Unlike the financial analysis of a “normal” project or investment, it is tough to ultimately determine the return on investment of a penetration test. We like to relate a penetration test to your annual physical with your doctor. You go to your doctor to get a check-up as a preventative measure with the hope that nothing is wrong, however, if something is wrong, you catch it early enough to avoid more serious effects. Similarly, a penetration test looks to determine where your business has security vulnerabilities so they can be remediated to improve your security posture, before your organization falls victim to a breach. When considering the ROI of a penetration test, it’s important to understand what benefit your organization sees from this testing and carefully consider the negative consequences of worst case security-related scenarios.

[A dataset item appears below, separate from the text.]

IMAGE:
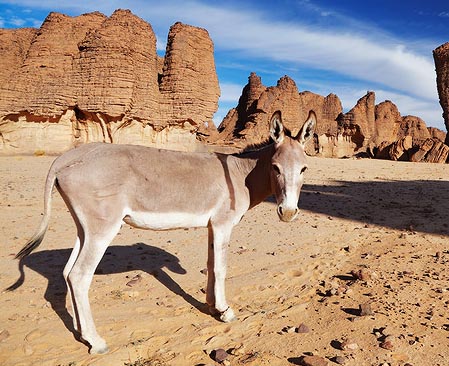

Is a Penetration Test an Investment?
When speaking with business leaders, we have been asked if a penetration test is an investment or not. Generally speaking, an investment is expected to produce future returns (aka generate profit). This is a loaded question, as different businesses get penetration tests for different reasons. If the reason you are getting a penetration test is that a potential client is requesting that you have one done before signing a contract, then yes, this could be looked at as an investment. Your firm is able to directly correlate profit and returns to the completion of a penetration test.
If your firm is truly looking to get a penetration test to improve your security posture, then it may be tough to quantify the ROI. As we have discussed in the past, according to a report by the SEC, over half of small businesses that experience a data breach go out of business within 6 months. With that in mind, one could argue that there is an infinite return on the investment of a penetration test if it prevents your company from going out of business. Unfortunately, this is tough to quantify as you will never truly know if a penetration test thwarted an attack on your business or not.
An Apple A Day Keeps the Doctor Away
While your physical health and the health of your business are very different things, we can draw many similarities. Often times, medium and small businesses represent the livelihoods of the owners and the employees. If the business fails due to a security breach, the owners and employees suddenly find themselves unemployed. Similar to your annual physical exam, a penetration test can be the difference between your business thriving or failing.